Купец кивнул, побежал. Долго мялся на берегу, но нашел какую-то корягу, забрался на нее, перепрыгнул дальше и медленно двинулся вверх по берегу. Видать, помнил о десяти отрубленных головах монгольских послов. Что он там говорил ратникам, как убеждал, слышно не было. Но киевская дружина вдруг перешла на рысь, помчалась вниз по реке, потом отвернула к Дону.
На обратном пути купец Бродников все же провалился в реку и пришел к Олегу мокрый и недовольный:
— Знаешь, что ратные сказывают, Тенгизхан? — недовольно сообщил он, стряхивая руки и обжимая рукава. — Сказывают, хан Котян тестем Мстиславу Галицкому приходится. Оттого князь за него и вступился. Оттого и покрывал. Вот.
Часть монголов вернулась к сумеркам, хорошенько обобрав остатки вражеского лагеря Но большинство подтянулись обратно только вечером следующего дня, во множестве приводя захваченных боевых коней, привозя оружие. Во главе одного из таких отрядов вернулся Судибей. Его люди, помимо трофеев, доставили шесть мертвых тел.

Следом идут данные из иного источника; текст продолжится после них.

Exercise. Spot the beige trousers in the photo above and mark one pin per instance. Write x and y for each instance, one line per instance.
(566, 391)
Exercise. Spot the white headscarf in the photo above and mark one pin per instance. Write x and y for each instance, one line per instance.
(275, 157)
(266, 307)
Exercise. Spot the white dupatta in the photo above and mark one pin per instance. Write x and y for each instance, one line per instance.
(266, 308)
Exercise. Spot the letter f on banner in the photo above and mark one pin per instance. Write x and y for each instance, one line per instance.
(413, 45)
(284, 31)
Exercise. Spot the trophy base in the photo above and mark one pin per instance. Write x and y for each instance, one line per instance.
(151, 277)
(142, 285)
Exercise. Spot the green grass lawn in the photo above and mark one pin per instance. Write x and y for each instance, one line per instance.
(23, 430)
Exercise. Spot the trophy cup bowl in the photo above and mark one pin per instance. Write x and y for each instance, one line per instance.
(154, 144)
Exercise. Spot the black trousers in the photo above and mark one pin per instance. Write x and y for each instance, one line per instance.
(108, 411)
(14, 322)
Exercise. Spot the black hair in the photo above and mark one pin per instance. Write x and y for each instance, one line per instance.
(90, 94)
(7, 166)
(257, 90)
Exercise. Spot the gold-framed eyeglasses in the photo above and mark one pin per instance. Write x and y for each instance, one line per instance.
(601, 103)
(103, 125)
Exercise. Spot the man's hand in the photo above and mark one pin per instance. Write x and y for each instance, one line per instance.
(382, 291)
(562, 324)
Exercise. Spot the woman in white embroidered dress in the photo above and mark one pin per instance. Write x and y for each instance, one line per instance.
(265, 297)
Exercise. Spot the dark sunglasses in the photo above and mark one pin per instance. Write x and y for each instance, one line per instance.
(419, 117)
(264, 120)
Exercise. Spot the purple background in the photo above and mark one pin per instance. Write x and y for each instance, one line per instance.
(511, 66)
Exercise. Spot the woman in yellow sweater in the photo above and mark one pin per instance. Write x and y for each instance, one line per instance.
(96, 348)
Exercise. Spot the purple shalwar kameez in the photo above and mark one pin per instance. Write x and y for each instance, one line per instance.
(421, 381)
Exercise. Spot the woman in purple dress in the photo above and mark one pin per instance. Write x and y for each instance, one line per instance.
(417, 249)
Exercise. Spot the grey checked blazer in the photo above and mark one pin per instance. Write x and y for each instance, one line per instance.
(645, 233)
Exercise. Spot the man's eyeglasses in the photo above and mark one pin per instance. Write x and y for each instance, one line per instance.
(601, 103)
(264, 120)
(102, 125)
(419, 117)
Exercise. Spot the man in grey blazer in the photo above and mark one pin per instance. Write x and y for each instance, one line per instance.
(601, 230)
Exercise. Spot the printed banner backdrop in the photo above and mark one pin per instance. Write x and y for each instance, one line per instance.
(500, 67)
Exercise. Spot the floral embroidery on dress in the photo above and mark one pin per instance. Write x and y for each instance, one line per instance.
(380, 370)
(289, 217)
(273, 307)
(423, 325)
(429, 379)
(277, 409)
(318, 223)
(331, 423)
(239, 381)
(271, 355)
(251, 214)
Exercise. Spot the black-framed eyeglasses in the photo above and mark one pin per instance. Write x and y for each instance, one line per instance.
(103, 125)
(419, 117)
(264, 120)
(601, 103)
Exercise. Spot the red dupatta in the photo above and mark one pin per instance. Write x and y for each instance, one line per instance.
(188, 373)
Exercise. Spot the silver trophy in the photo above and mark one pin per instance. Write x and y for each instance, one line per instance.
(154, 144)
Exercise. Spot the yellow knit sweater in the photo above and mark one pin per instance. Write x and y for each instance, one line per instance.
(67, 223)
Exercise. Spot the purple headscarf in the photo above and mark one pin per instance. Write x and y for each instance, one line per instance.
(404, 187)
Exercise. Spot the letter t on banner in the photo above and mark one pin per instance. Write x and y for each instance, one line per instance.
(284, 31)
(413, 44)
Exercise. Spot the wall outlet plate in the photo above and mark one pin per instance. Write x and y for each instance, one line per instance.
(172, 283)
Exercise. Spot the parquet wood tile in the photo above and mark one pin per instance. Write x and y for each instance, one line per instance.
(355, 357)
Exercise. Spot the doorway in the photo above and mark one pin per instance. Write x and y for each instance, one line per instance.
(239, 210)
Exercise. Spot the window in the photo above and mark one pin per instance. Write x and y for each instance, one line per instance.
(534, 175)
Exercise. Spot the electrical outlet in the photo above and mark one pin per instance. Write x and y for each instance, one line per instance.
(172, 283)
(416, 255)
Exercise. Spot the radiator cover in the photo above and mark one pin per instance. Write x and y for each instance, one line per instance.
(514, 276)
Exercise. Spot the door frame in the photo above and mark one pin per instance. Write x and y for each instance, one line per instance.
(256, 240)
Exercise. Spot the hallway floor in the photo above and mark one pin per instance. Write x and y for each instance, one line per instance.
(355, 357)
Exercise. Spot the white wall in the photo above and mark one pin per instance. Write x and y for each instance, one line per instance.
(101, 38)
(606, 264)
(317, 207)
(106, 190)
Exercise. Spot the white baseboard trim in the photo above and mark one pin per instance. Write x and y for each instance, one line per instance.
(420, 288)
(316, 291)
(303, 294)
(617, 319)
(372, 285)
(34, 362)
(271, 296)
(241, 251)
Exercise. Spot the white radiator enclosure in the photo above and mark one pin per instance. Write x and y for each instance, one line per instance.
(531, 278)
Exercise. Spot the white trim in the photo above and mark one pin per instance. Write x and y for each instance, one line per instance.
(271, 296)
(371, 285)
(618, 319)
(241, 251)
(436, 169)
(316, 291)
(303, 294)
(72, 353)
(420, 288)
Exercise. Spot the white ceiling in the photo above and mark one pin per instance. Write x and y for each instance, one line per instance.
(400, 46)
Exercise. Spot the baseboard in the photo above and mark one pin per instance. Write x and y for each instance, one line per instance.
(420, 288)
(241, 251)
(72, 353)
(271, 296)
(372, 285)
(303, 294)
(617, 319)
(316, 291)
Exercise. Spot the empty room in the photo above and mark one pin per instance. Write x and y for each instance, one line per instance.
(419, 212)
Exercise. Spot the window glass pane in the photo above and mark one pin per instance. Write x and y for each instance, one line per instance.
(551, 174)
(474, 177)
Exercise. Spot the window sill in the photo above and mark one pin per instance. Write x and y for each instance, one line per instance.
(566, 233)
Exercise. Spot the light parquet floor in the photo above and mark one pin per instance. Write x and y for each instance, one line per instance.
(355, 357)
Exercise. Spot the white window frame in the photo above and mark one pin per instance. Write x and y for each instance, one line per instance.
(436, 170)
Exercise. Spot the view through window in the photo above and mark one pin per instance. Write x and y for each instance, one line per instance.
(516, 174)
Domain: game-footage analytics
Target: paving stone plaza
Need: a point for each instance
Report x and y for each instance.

— Это русские князья, господин, — сложил страшное подношение к ногам Олега степняк. — Мы гнались за половцами много верст и узрели страшное зрелище. Уйдя далеко, избавившись от страха пред нами, они начали собираться в стаи и нападать на отступающих союзников своих, что вступились за них пред нами. Нет предела подлости в этих душах. Мы убили всех, кого догнали, но хана Котяна, прости, найти не смогли. Эти князья убиты подло, бесчестно. Я решил, что недостойно сим знатным витязям быть беспризорно брошенными вдали от родных кочевий.

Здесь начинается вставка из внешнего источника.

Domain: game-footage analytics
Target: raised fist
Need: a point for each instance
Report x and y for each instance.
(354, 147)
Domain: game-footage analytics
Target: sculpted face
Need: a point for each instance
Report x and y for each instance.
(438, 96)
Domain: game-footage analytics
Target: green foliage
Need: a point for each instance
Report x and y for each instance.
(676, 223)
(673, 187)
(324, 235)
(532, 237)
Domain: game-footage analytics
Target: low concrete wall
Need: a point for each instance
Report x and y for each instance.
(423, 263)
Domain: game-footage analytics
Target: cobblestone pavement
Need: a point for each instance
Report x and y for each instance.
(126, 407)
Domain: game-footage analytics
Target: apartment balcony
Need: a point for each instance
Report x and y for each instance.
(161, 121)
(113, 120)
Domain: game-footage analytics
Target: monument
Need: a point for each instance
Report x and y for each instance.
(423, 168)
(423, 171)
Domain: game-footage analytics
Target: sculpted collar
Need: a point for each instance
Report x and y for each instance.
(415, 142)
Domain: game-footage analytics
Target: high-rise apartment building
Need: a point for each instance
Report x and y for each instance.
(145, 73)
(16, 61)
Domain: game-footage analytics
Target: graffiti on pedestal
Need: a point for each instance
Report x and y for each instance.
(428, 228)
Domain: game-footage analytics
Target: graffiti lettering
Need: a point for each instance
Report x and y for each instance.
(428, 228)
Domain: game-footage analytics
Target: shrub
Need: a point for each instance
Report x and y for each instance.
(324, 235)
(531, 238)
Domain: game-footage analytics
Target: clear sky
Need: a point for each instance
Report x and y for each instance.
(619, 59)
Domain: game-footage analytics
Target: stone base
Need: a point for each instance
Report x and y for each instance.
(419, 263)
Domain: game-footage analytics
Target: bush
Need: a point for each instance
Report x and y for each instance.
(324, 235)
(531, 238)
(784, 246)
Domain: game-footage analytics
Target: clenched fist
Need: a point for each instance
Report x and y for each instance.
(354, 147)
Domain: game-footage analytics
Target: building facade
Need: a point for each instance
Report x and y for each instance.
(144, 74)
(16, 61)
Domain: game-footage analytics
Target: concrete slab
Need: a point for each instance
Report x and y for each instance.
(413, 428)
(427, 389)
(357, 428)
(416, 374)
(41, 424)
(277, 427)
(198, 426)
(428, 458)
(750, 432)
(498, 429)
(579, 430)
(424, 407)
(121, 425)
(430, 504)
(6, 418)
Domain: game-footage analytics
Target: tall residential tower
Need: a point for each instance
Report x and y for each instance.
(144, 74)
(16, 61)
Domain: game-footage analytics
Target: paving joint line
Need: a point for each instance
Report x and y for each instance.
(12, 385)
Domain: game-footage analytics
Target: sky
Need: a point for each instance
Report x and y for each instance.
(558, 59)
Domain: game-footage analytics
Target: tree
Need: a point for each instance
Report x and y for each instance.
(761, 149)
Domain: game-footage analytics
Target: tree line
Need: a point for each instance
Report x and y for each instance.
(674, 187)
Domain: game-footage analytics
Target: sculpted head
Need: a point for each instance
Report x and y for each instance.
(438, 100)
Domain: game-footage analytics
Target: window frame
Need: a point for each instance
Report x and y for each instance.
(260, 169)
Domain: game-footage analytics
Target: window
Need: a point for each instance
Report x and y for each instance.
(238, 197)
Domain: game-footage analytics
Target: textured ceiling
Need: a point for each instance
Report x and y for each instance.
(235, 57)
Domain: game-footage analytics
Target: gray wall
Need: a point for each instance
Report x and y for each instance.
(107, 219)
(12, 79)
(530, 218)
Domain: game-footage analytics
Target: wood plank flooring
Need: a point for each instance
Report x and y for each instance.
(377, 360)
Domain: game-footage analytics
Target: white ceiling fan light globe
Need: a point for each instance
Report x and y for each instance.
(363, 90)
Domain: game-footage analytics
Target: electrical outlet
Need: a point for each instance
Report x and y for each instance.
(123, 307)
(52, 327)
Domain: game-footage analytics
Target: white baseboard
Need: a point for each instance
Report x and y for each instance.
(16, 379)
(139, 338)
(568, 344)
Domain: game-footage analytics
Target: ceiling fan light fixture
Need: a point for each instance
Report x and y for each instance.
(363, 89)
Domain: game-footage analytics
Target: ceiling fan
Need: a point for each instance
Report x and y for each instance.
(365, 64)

— Предайте их земле, — приказал Олег.
Монголы остались при Калке еще на день, справив тризну по воинам, что сложили головы по причине доверия своего ко лживым степным тварям. Это был пир, на котором довольные собой кочевники праздновали победу и восклицали здравицы в честь мудрого своего повелителя. Олег же чувствовал себя так погано, что не находил в себе сил им отвечать. В душе было пусто, темно, холодно и как-то склизко. Не хотелось ничего, совершенно ничего. Даже умереть, и то не хотелось. Тоска.

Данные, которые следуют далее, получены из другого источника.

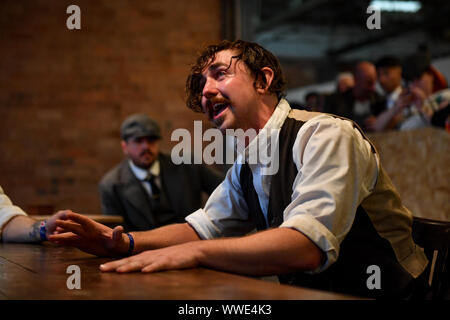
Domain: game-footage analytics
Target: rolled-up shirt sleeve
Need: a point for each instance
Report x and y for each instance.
(7, 210)
(225, 213)
(337, 169)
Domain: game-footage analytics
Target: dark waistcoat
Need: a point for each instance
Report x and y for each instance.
(362, 247)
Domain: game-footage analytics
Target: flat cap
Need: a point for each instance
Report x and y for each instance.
(139, 125)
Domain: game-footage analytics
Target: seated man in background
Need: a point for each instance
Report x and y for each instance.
(146, 188)
(360, 102)
(16, 226)
(324, 218)
(419, 105)
(389, 71)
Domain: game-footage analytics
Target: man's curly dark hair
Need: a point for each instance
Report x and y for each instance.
(252, 54)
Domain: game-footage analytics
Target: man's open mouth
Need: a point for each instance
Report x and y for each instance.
(218, 108)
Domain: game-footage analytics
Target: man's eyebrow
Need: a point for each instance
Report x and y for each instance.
(217, 65)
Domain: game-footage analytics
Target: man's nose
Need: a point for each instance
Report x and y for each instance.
(210, 88)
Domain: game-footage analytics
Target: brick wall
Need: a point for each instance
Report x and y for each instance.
(63, 94)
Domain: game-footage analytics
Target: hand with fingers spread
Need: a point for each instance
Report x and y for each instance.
(181, 256)
(85, 234)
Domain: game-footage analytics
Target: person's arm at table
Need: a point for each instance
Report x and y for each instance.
(275, 251)
(22, 228)
(96, 238)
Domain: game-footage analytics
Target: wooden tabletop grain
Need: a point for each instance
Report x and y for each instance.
(39, 271)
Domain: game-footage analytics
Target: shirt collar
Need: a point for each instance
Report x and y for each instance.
(141, 174)
(275, 122)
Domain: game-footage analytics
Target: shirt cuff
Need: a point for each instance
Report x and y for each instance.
(317, 233)
(201, 223)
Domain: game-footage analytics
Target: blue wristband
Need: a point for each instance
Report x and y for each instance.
(130, 249)
(43, 231)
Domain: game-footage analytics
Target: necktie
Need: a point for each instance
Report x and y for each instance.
(156, 192)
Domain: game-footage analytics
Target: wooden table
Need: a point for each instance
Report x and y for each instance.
(35, 271)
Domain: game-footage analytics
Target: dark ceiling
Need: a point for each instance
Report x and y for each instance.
(337, 28)
(332, 33)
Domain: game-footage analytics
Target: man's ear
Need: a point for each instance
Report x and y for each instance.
(263, 87)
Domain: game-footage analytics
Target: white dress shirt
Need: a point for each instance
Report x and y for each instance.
(336, 171)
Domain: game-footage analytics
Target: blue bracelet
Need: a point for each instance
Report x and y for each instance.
(130, 249)
(43, 231)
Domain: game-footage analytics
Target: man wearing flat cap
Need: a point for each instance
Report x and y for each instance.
(146, 188)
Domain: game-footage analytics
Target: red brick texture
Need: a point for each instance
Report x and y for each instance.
(63, 93)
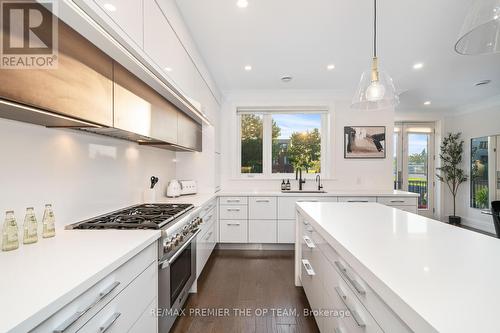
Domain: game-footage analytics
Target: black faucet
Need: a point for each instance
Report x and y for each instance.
(298, 176)
(318, 180)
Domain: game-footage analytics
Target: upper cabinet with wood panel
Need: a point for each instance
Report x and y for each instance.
(141, 110)
(80, 87)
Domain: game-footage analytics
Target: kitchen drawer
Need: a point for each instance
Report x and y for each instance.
(233, 212)
(409, 209)
(398, 201)
(357, 199)
(286, 205)
(262, 231)
(233, 200)
(205, 210)
(100, 294)
(286, 231)
(233, 231)
(262, 208)
(343, 298)
(387, 319)
(126, 308)
(146, 322)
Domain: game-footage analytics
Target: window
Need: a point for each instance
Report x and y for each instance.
(275, 144)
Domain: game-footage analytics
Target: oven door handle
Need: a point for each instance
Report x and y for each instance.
(167, 262)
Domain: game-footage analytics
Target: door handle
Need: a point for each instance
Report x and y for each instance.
(309, 242)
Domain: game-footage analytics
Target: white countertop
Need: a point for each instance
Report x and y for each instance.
(333, 193)
(38, 279)
(446, 275)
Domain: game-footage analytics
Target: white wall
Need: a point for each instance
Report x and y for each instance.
(346, 174)
(472, 121)
(81, 174)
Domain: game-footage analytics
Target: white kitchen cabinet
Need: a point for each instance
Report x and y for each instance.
(286, 231)
(262, 208)
(233, 212)
(126, 308)
(262, 231)
(358, 199)
(233, 231)
(128, 15)
(165, 49)
(96, 298)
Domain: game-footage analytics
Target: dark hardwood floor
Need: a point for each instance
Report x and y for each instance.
(234, 281)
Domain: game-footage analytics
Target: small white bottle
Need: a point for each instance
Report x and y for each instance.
(49, 222)
(30, 227)
(10, 234)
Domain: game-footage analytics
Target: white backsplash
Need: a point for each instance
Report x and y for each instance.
(81, 174)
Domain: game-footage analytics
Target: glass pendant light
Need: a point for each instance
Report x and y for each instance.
(481, 30)
(376, 90)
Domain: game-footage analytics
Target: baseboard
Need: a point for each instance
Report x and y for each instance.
(265, 247)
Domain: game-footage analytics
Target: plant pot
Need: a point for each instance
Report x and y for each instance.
(454, 220)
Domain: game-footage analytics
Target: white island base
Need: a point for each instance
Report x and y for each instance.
(394, 271)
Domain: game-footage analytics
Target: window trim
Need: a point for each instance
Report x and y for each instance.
(267, 113)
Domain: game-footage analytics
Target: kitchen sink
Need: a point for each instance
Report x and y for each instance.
(304, 191)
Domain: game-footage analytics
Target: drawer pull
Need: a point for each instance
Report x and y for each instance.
(71, 320)
(309, 242)
(359, 289)
(109, 322)
(355, 315)
(308, 267)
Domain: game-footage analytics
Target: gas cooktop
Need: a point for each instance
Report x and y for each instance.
(146, 216)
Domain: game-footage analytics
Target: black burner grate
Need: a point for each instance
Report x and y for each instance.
(147, 216)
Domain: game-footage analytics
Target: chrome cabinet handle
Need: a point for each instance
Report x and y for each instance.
(309, 242)
(308, 267)
(355, 315)
(359, 289)
(71, 320)
(111, 320)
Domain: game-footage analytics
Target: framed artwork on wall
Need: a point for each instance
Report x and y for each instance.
(364, 142)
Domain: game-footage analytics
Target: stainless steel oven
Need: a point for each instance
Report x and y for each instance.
(177, 272)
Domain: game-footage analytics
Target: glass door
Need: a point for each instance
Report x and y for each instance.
(414, 163)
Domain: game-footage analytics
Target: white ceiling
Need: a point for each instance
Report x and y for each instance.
(299, 38)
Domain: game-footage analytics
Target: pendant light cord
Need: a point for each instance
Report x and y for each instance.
(374, 28)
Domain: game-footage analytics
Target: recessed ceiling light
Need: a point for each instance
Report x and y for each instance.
(242, 3)
(109, 7)
(482, 83)
(418, 65)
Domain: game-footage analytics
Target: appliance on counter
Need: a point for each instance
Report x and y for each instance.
(188, 187)
(179, 225)
(173, 188)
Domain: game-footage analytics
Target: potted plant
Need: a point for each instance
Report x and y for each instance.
(450, 173)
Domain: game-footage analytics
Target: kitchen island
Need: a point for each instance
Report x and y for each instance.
(395, 271)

Утром путники двинулись дальше, к совсем близкой уже Волге.
— Переправимся на восточный берег, — вслух развивал перед Чабыком дальнейшие планы Олег, — поднимемся вверх по реке. Там через Булгарию к нашим кочевьям, коли на рысях, так всего пять переходов. Один раз я там уже ходил. Ныне наши сотни не те, что два года тому. В этот раз не нам от них, а им от нас побегать придется.
Через три дня монгольские сотни пересекли Хазарский тракт, что вскорости обретет название Ногайского шляха, а потом и просто магистрали за номером «М6». Один из немногих неизменных человеческих путей, по которому век за веком, из года в год гоняли в Русь на торги свой скот поволжские кочевники, по которому туда же ходили в набеги, по которому гнали в неволю полон и по которому шли освободители, дабы покарать разбойников и вернуть несчастных обратно.
Путники остановились на ночевку сразу за трактом, всего в двух верстах. И только на следующее утро заметили, что ушедший вечером от лагеря со старшей женой Тенгизхан не вернулся.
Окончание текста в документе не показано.